From the dreaded Baker brothers (Chris Hayward and David Argue) in Razorback to Neil and Colin (Sam Worthington and Damien Richardson) in Rogue, these mongrels are everywhere.


Z is for Zombies

The Australian zombie film has been quietly chugging away as one of the most enduring fantastic subgenres in the country’s genre film production. Carmelo Musca and Barrie Pattison’s Zombie Brigade (1988) isn’t exactly a household name, but it is notable if only for its main characters being an Aboriginal man (Noongar actor John Moore) and an Asian woman (played by Singapore-born actress Khym Lam).

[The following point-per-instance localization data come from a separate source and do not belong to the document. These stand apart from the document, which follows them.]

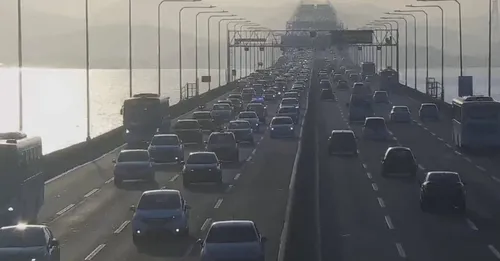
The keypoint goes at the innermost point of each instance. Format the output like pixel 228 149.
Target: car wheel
pixel 118 182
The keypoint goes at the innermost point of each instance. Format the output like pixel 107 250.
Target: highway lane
pixel 96 214
pixel 414 234
pixel 257 191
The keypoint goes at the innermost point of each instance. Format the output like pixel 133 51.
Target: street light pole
pixel 20 60
pixel 87 66
pixel 459 29
pixel 415 44
pixel 180 46
pixel 196 44
pixel 228 70
pixel 208 44
pixel 406 44
pixel 426 39
pixel 442 42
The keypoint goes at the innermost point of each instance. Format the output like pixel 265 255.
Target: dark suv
pixel 224 145
pixel 399 160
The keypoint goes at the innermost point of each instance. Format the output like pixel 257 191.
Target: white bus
pixel 476 122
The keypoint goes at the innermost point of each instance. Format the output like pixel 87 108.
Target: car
pixel 224 145
pixel 443 187
pixel 159 212
pixel 399 160
pixel 242 130
pixel 325 84
pixel 222 112
pixel 251 117
pixel 189 131
pixel 342 85
pixel 282 126
pixel 289 111
pixel 258 108
pixel 291 94
pixel 166 148
pixel 375 128
pixel 28 242
pixel 133 164
pixel 233 240
pixel 342 143
pixel 205 120
pixel 428 111
pixel 270 95
pixel 381 97
pixel 200 167
pixel 327 94
pixel 290 102
pixel 400 114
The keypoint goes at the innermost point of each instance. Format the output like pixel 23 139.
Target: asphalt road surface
pixel 90 216
pixel 367 217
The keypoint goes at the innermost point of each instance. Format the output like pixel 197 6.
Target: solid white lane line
pixel 174 178
pixel 388 221
pixel 206 224
pixel 471 224
pixel 95 252
pixel 122 227
pixel 494 251
pixel 66 209
pixel 218 203
pixel 381 202
pixel 109 180
pixel 91 192
pixel 401 250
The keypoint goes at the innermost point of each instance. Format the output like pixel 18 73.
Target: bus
pixel 22 188
pixel 389 79
pixel 476 122
pixel 143 116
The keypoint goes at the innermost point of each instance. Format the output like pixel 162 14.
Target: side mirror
pixel 54 242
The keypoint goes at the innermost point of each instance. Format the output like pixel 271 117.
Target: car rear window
pixel 159 201
pixel 231 234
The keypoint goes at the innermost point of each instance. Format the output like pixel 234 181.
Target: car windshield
pixel 399 154
pixel 231 234
pixel 202 116
pixel 400 109
pixel 202 158
pixel 159 201
pixel 282 121
pixel 287 110
pixel 239 125
pixel 30 237
pixel 165 140
pixel 443 178
pixel 246 115
pixel 132 156
pixel 221 107
pixel 289 101
pixel 375 124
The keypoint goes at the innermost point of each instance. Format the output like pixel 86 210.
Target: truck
pixel 22 188
pixel 144 115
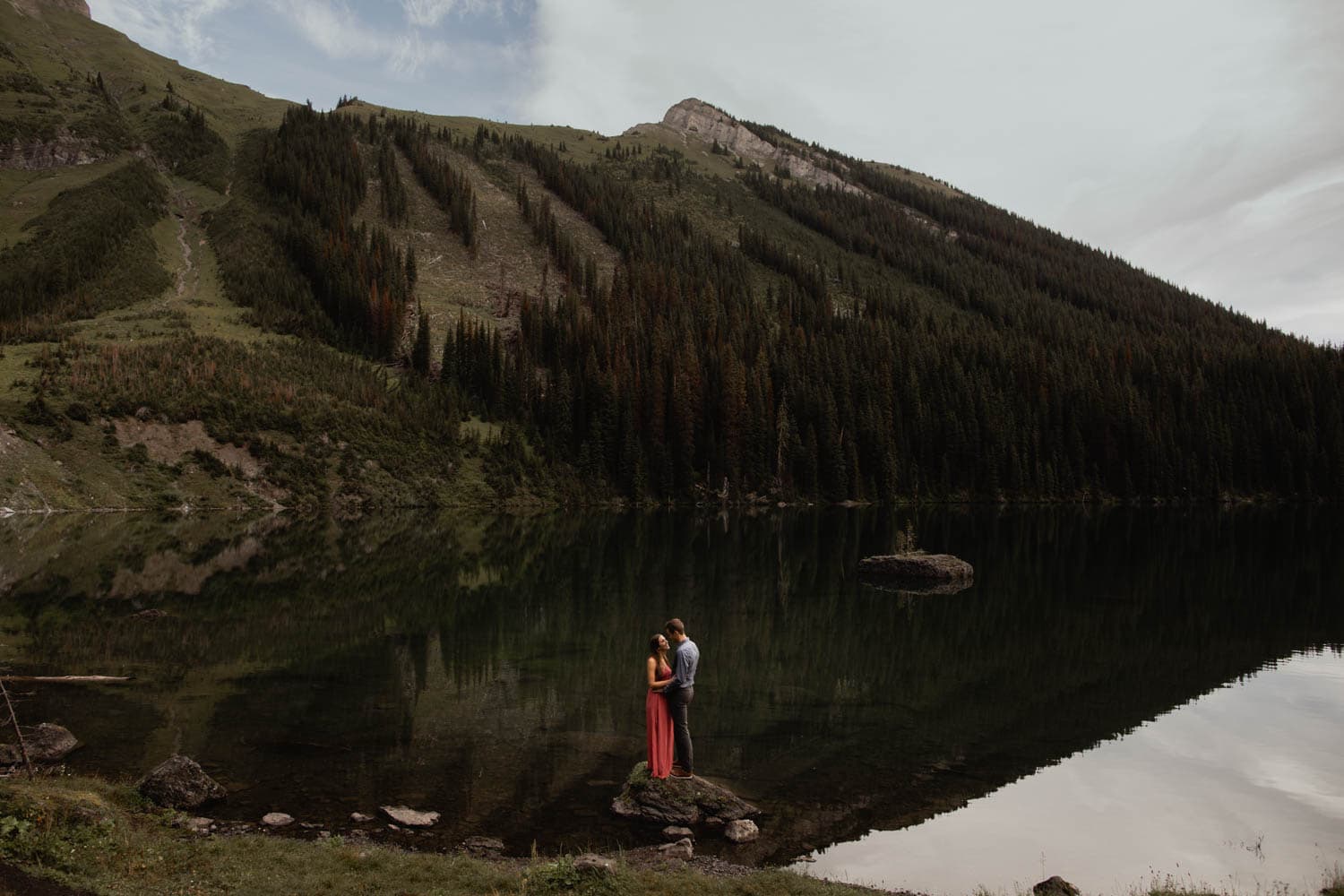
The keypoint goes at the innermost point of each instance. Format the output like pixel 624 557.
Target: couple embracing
pixel 671 689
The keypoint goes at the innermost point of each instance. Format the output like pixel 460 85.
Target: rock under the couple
pixel 679 801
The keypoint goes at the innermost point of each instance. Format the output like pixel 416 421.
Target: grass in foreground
pixel 93 834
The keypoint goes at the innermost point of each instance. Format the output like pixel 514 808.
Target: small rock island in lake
pixel 918 571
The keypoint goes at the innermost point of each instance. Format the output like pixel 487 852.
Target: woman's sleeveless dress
pixel 659 720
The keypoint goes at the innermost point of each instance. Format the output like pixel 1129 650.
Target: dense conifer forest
pixel 744 333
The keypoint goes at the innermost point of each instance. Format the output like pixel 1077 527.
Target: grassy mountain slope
pixel 698 306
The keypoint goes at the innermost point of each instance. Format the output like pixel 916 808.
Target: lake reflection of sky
pixel 1239 788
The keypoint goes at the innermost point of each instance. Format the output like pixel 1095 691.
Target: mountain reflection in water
pixel 491 668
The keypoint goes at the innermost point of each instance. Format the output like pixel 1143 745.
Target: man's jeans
pixel 682 753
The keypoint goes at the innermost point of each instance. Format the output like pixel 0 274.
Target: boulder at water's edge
pixel 677 801
pixel 179 783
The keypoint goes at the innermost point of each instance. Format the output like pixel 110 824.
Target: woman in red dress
pixel 658 716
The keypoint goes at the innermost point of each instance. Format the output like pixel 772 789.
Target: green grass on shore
pixel 88 833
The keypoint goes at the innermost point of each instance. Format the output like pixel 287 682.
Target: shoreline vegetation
pixel 67 834
pixel 82 834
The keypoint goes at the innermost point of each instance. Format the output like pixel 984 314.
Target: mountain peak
pixel 696 120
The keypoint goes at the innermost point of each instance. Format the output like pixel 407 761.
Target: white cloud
pixel 430 13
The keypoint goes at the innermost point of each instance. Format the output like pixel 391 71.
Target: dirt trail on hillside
pixel 187 274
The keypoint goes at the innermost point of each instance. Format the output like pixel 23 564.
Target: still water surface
pixel 1241 790
pixel 491 668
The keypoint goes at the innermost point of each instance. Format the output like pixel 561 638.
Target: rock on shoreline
pixel 677 801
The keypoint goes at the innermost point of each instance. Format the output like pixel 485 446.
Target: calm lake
pixel 1121 694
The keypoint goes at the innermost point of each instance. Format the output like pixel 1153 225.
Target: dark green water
pixel 491 668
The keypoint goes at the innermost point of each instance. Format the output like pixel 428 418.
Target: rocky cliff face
pixel 698 120
pixel 66 150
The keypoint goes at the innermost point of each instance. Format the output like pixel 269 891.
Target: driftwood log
pixel 67 680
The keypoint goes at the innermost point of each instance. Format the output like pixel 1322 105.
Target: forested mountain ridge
pixel 375 306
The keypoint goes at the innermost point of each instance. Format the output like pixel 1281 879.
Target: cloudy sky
pixel 1201 139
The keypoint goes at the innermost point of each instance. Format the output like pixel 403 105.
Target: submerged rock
pixel 925 567
pixel 484 845
pixel 741 831
pixel 179 783
pixel 677 801
pixel 45 743
pixel 1055 885
pixel 410 817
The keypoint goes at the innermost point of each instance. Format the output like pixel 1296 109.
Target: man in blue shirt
pixel 680 692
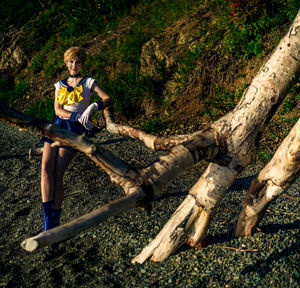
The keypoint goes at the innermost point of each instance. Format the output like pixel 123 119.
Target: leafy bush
pixel 10 92
pixel 155 125
pixel 43 109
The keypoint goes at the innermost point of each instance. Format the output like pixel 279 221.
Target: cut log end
pixel 30 244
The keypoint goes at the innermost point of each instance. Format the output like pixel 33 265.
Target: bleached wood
pixel 229 143
pixel 66 231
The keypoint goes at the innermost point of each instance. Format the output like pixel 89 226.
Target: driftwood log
pixel 228 144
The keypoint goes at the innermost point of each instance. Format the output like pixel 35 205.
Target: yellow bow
pixel 68 98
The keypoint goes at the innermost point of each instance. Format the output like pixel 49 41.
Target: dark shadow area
pixel 274 228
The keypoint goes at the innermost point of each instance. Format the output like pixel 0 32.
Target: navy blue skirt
pixel 75 127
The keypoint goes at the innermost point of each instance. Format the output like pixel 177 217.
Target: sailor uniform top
pixel 75 99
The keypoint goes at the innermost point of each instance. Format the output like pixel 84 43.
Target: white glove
pixel 84 118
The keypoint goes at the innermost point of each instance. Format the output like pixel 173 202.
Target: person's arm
pixel 61 112
pixel 105 98
pixel 106 101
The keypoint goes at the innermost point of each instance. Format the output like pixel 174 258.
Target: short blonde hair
pixel 75 53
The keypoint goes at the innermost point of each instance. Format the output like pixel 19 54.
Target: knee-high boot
pixel 47 213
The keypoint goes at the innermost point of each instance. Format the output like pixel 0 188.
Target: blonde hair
pixel 75 53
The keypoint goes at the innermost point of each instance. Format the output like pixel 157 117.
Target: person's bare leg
pixel 63 159
pixel 47 173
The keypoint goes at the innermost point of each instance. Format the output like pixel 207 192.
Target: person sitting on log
pixel 72 112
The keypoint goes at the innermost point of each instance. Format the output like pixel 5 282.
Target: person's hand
pixel 84 118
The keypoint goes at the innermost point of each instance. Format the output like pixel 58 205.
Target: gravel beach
pixel 101 256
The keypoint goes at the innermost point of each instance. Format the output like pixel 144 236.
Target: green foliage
pixel 222 102
pixel 251 20
pixel 51 27
pixel 265 156
pixel 291 101
pixel 43 109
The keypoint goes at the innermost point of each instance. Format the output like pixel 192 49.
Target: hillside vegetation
pixel 180 63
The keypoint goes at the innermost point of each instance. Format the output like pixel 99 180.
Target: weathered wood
pixel 237 133
pixel 229 143
pixel 151 141
pixel 270 182
pixel 66 231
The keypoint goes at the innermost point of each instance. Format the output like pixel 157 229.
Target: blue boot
pixel 47 213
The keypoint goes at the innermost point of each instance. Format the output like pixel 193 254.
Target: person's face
pixel 74 66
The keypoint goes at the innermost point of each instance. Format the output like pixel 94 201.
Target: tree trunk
pixel 270 182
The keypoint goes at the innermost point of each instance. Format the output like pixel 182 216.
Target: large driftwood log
pixel 229 144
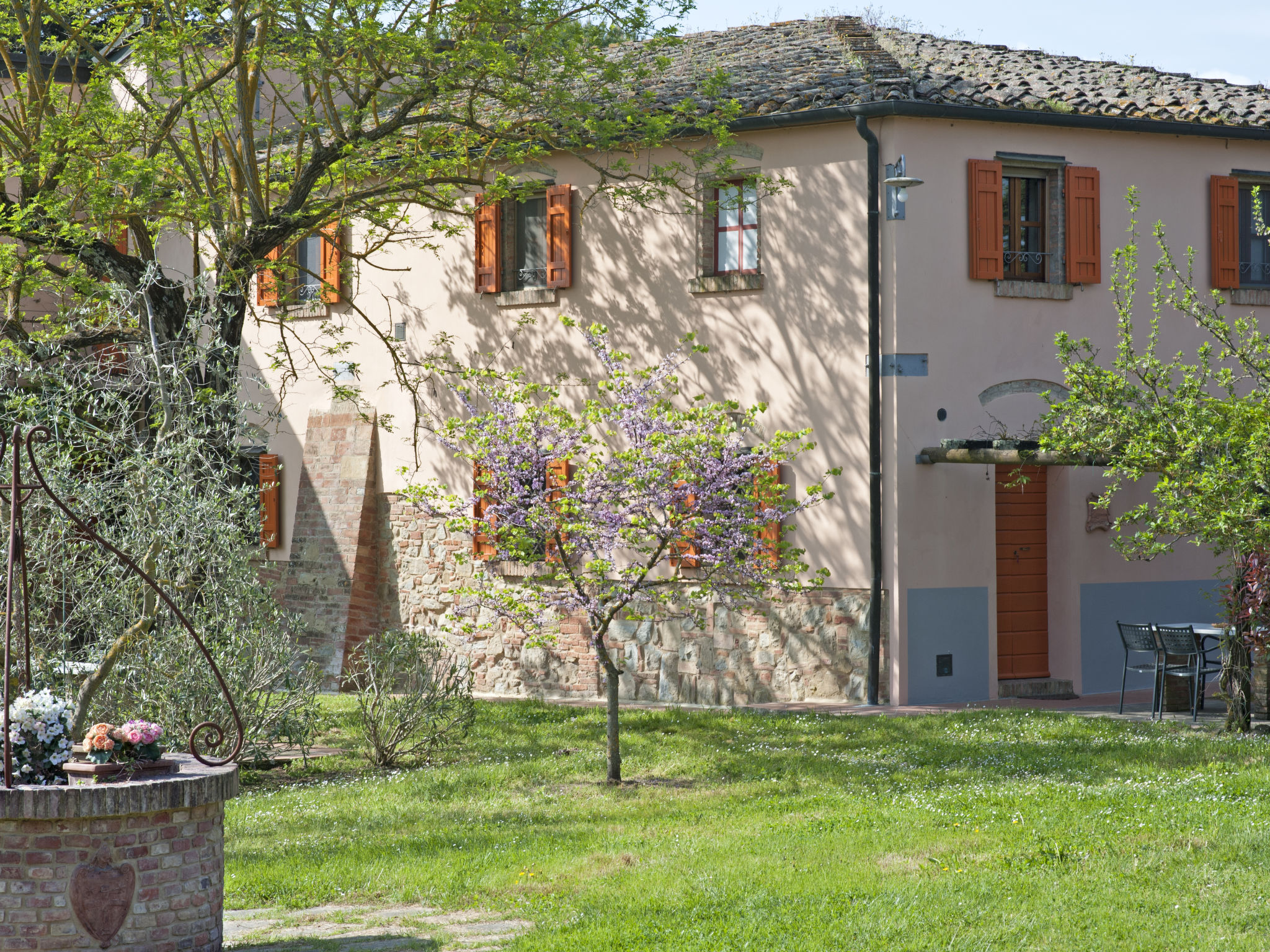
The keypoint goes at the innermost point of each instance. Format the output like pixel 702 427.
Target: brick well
pixel 171 832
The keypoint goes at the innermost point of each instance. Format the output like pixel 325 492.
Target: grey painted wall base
pixel 1103 604
pixel 948 622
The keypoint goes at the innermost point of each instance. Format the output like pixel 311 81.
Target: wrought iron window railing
pixel 1255 272
pixel 533 277
pixel 1030 260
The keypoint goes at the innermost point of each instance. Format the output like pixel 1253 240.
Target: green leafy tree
pixel 149 460
pixel 633 501
pixel 242 126
pixel 1196 427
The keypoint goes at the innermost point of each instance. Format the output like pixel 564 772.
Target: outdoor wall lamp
pixel 900 180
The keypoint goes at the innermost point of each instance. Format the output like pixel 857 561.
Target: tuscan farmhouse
pixel 1010 173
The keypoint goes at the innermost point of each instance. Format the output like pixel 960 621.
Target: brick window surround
pixel 1053 284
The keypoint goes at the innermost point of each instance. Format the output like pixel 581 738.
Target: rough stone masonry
pixel 363 562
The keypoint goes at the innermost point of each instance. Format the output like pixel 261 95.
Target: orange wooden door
pixel 1023 592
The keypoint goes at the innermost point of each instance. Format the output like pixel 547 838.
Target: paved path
pixel 368 930
pixel 1137 707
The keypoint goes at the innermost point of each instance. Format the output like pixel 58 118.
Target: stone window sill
pixel 713 283
pixel 1041 289
pixel 1250 298
pixel 525 296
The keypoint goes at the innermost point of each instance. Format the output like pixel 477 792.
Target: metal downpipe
pixel 874 409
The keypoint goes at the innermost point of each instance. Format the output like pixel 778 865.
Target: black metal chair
pixel 1141 639
pixel 1180 640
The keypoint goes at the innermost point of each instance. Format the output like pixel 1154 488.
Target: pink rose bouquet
pixel 130 742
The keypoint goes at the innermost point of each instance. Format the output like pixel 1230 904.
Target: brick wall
pixel 810 648
pixel 178 857
pixel 333 573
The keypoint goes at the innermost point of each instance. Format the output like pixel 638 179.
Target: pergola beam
pixel 1003 457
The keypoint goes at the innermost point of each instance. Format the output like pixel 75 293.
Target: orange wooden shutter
pixel 558 477
pixel 986 259
pixel 267 283
pixel 270 534
pixel 489 245
pixel 685 551
pixel 770 536
pixel 1083 226
pixel 483 544
pixel 1225 219
pixel 331 262
pixel 561 236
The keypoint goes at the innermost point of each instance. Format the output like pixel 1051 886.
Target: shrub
pixel 414 699
pixel 40 733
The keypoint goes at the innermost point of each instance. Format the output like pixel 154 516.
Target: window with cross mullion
pixel 737 229
pixel 1023 239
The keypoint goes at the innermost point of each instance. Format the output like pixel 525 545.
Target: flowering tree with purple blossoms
pixel 634 503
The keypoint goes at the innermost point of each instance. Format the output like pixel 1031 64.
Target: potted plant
pixel 121 753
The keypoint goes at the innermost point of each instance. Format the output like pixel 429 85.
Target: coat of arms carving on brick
pixel 102 895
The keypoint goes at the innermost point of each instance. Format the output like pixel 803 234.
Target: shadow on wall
pixel 1103 604
pixel 948 645
pixel 798 345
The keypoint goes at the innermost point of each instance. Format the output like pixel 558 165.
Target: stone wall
pixel 810 648
pixel 66 855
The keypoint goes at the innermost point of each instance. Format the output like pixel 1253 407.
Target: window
pixel 309 268
pixel 525 244
pixel 488 542
pixel 1254 240
pixel 531 243
pixel 737 229
pixel 1023 234
pixel 1036 225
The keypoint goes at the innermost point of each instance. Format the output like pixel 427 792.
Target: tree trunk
pixel 613 674
pixel 615 753
pixel 1236 683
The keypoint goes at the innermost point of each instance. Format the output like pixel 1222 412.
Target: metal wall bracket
pixel 902 364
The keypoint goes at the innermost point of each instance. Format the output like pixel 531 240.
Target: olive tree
pixel 634 500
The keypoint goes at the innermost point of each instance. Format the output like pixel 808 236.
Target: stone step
pixel 1037 689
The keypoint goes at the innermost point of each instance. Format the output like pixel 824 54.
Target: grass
pixel 977 831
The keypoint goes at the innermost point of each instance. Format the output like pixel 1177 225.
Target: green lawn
pixel 978 831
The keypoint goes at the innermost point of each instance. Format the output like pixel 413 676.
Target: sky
pixel 1228 40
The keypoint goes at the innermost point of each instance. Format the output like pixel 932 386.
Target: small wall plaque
pixel 102 895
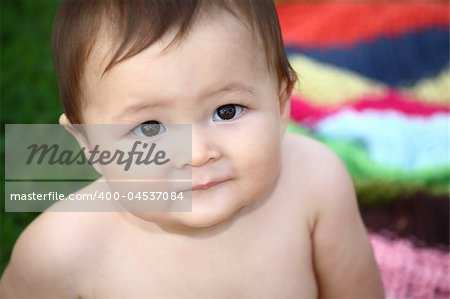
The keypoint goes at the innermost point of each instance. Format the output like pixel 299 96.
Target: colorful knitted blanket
pixel 374 85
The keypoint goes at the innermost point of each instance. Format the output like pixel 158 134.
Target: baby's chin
pixel 198 219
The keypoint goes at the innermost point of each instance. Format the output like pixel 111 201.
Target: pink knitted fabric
pixel 411 272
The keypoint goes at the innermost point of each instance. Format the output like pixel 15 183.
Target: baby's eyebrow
pixel 236 87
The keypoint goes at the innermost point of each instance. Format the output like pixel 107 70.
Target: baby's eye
pixel 150 128
pixel 227 112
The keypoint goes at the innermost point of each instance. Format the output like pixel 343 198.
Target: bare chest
pixel 249 267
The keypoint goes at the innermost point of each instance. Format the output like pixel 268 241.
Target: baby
pixel 273 215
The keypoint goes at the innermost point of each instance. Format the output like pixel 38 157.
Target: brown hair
pixel 137 25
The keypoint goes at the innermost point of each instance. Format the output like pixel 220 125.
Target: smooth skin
pixel 284 222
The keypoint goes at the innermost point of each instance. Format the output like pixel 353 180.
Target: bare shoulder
pixel 317 170
pixel 51 254
pixel 339 237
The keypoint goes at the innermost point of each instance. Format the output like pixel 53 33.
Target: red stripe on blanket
pixel 338 24
pixel 303 111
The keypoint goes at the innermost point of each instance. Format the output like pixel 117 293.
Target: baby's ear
pixel 76 131
pixel 285 103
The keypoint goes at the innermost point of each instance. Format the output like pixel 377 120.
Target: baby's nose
pixel 204 148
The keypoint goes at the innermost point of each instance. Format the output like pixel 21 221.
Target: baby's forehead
pixel 212 29
pixel 212 52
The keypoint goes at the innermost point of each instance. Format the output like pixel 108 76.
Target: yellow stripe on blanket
pixel 325 85
pixel 432 90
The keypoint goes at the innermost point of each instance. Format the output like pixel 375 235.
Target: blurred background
pixel 374 85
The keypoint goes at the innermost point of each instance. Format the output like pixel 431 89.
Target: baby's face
pixel 217 80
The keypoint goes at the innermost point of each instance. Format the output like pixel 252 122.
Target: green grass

More recent engagements with the zombie trope include Plague (Kostas Ouzas and Nick Kozakis, 2014), Cargo (Ben Howling and Yolanda Ramke, 2017), Scare Campaign (Colin and Cameron Cairnes, 2016), the Roache-Turner brothers’ Wyrmwood (2014) and Wyrmwood: Apocalypse (2021), Little Monsters (Abe Forsythe, 2019), and of course the Spierig Brothers’ Undead (2003), whose spectacles include amongst other things a man punching a zombie fish in the face.

Alexandra Heller-Nicholas

Alexandra Heller-Nicholas

Writer and expert

Alexandra Heller-Nicholas is an Australian-based film critic, author and academic. She has published nine books on cult, horror and exploitation film, including Women in Horror, 1895-2018 and Masks in Horror Cinema: Eyes Without Faces, both of which were Bram Stoker Award finalists.